Fast On-device LLM Inference with NPUs
This addresses the problem of slow on-device LLM inference for mobile applications, offering significant performance improvements, though it is incremental in optimizing existing hardware usage.
The paper tackles high inference latency in on-device LLMs, particularly during the prefill stage, by introducing llm.npu, a system that uses NPU offloading with multi-level optimizations, achieving up to 32.8x speedup and over 1,000 tokens/sec for billion-sized models.
On-device inference for Large Language Models (LLMs), driven by increasing privacy concerns and advancements of mobile-sized models, has gained significant interest.

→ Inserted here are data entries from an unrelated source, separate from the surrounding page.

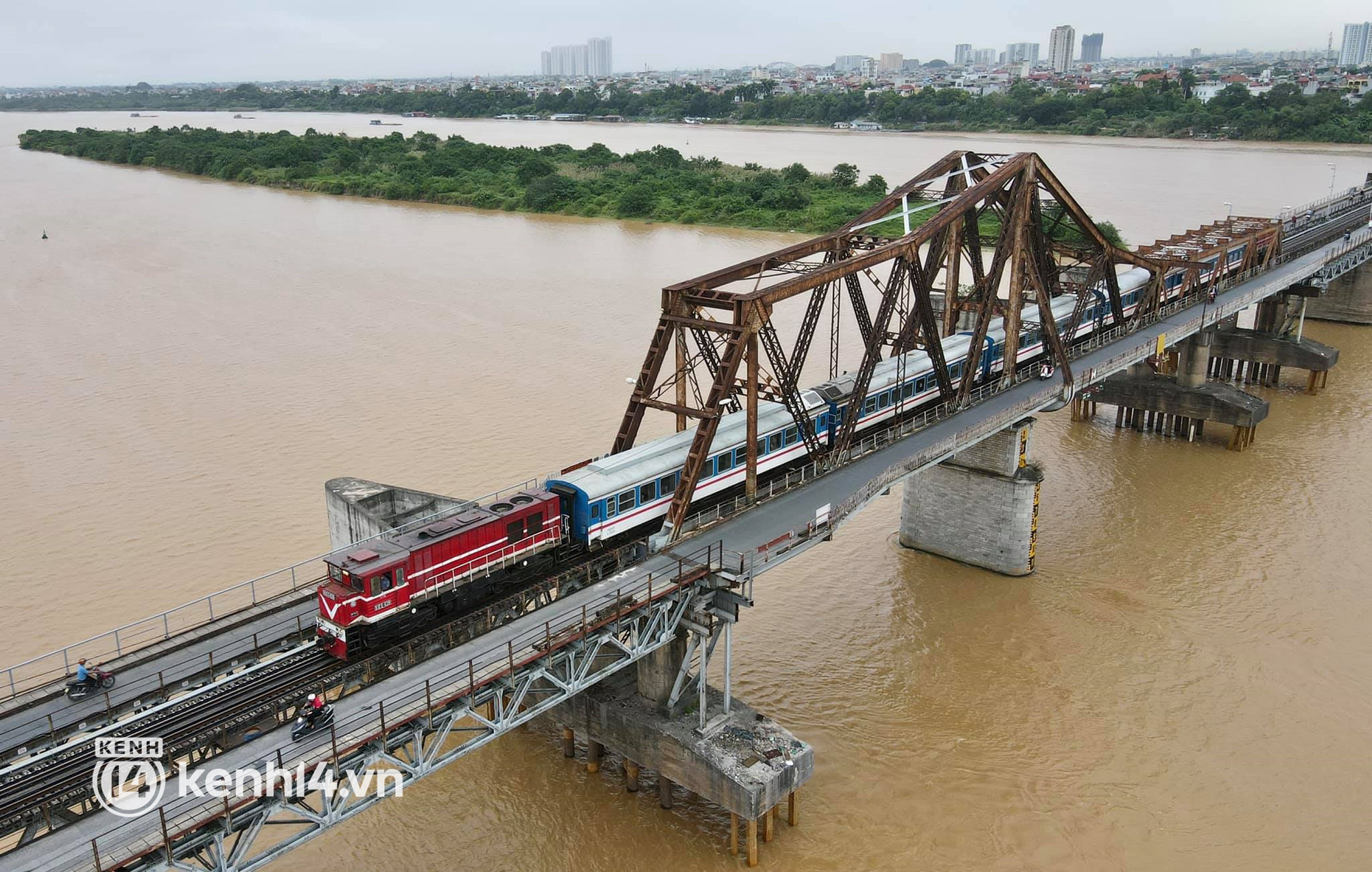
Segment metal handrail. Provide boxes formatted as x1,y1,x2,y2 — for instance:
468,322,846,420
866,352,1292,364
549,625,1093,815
91,543,748,868
0,478,538,699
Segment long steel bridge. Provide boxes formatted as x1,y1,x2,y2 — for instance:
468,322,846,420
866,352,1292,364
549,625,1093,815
0,152,1372,871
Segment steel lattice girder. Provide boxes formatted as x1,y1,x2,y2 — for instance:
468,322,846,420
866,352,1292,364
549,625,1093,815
611,151,1177,536
80,545,750,872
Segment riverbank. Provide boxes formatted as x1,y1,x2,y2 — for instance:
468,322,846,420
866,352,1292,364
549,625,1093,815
3,81,1372,143
19,126,1120,243
19,128,886,233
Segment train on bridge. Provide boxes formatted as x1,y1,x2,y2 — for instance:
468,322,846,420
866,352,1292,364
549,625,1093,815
318,238,1261,658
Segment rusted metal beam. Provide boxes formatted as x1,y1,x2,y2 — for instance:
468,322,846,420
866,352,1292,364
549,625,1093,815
746,332,757,502
689,154,1030,306
667,318,753,541
638,397,719,419
611,318,672,453
830,255,919,458
757,318,823,456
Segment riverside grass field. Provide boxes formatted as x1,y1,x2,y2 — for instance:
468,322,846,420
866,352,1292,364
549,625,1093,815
19,126,1120,238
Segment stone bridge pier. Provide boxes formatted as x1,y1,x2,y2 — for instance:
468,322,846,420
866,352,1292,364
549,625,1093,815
900,419,1043,576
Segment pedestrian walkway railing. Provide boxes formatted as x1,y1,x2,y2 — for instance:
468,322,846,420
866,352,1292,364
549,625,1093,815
77,543,750,872
0,478,539,702
682,239,1339,545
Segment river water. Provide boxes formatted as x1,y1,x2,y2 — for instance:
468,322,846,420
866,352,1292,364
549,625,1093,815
0,113,1372,871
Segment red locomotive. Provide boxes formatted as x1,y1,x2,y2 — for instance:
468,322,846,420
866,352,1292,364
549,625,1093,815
318,489,567,658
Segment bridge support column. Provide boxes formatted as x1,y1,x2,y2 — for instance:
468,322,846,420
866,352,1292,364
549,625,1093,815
900,419,1043,576
1177,333,1210,388
637,632,686,709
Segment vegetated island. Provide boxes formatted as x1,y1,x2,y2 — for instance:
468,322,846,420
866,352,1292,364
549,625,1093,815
19,128,1120,243
0,79,1372,143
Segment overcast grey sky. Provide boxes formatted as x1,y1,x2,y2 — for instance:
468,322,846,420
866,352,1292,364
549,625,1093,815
0,0,1372,86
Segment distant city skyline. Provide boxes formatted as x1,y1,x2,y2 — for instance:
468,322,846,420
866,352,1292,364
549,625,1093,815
0,0,1369,86
539,37,615,75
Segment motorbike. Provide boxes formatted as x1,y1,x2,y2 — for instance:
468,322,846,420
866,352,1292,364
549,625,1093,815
66,666,114,699
291,703,333,742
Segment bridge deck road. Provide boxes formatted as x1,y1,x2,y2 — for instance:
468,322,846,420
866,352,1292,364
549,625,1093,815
686,243,1336,565
0,241,1327,869
0,554,702,871
0,596,318,764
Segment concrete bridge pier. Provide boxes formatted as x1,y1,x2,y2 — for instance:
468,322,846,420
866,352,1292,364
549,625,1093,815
1305,263,1372,324
1209,321,1339,394
900,419,1043,576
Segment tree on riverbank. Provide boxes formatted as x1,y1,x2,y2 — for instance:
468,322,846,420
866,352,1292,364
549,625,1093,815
19,128,1118,240
10,77,1372,143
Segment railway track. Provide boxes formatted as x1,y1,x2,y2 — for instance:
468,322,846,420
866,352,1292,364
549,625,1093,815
0,541,645,856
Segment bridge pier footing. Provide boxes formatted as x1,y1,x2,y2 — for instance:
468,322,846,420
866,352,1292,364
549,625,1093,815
900,419,1043,576
546,666,815,867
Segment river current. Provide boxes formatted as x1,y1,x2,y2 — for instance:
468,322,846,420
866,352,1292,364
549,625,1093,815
0,113,1372,871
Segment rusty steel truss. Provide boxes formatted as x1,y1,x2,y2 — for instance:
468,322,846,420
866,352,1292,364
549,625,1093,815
612,151,1180,534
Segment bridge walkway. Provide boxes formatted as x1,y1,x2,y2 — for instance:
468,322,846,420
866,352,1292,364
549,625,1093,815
4,234,1345,869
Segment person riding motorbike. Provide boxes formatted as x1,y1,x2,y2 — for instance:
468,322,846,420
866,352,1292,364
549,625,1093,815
305,694,324,727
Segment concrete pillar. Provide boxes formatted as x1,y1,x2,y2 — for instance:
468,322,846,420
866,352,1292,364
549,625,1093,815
637,632,686,707
900,419,1043,576
1177,333,1210,388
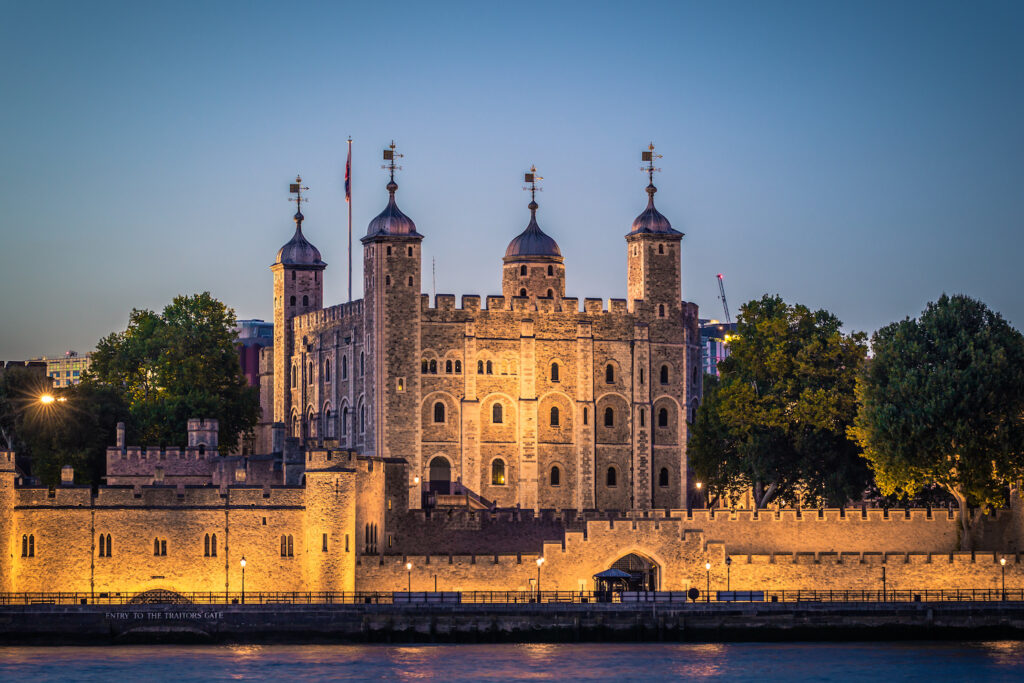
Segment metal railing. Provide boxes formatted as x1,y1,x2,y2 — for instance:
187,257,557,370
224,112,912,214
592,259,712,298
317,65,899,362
0,588,1024,606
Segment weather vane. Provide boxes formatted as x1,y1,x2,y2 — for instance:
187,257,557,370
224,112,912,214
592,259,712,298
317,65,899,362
523,165,544,204
640,142,662,185
381,140,406,182
288,175,309,206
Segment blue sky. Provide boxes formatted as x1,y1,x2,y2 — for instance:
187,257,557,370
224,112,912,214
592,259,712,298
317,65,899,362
0,0,1024,359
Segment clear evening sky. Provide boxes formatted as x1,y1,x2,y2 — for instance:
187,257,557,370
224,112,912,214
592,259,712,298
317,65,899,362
0,0,1024,359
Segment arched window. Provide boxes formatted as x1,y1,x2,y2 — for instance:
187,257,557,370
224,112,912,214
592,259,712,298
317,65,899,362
490,458,505,486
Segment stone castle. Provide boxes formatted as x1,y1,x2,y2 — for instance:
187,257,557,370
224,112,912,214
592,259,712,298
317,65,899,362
261,148,701,510
0,145,1024,595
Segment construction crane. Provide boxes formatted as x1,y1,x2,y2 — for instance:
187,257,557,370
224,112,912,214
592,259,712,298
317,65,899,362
718,272,732,325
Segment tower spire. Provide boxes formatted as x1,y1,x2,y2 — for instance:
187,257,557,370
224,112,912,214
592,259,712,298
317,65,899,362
381,140,406,197
640,142,662,206
288,175,309,230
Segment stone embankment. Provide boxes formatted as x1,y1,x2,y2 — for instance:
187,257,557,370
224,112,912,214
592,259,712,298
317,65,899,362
0,602,1024,645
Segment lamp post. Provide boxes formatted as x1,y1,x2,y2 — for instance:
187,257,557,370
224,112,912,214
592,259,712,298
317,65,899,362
999,557,1007,600
537,557,544,604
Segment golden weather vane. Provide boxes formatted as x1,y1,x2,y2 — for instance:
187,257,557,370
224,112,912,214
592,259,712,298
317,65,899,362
381,140,406,182
640,142,662,185
523,165,544,204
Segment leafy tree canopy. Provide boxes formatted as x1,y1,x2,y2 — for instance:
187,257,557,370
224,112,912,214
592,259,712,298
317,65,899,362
688,295,869,507
83,292,259,451
850,294,1024,539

However, even mobile-sized LLMs (e.g., Gemma-2B) encounter unacceptably high inference latency, often bottlenecked by the prefill stage in tasks like screen UI understanding. We present llm.npu, the first LLM inference system utilizing on-device Neural Processing Unit (NPU) offloading to reduce prefill latency. llm.npu enhances NPU offloading efficiency by re-constructing the prompt and model in three levels: (1) At prompt level, it divides variable-length prompts into multiple fixed-sized chunks while maintaining data dependencies; (2) At tensor level, it identifies and extracts significant outliers to run on the CPU/GPU in parallel with minimal overhead; (3) At block level, it schedules Transformer blocks in an out-of-order manner to the CPU/GPU and NPU based on their hardware affinity and sensitivity to accuracy. Compared to competitive baselines, llm.npu achieves 22.4x faster prefill speed and 30.7$\times$ energy savings on average, and up to 32.8x speedup in an end-to-end real-world application. For the first time, llm.npu achieves more than 1,000 tokens/sec prefilling for a billion-sized model.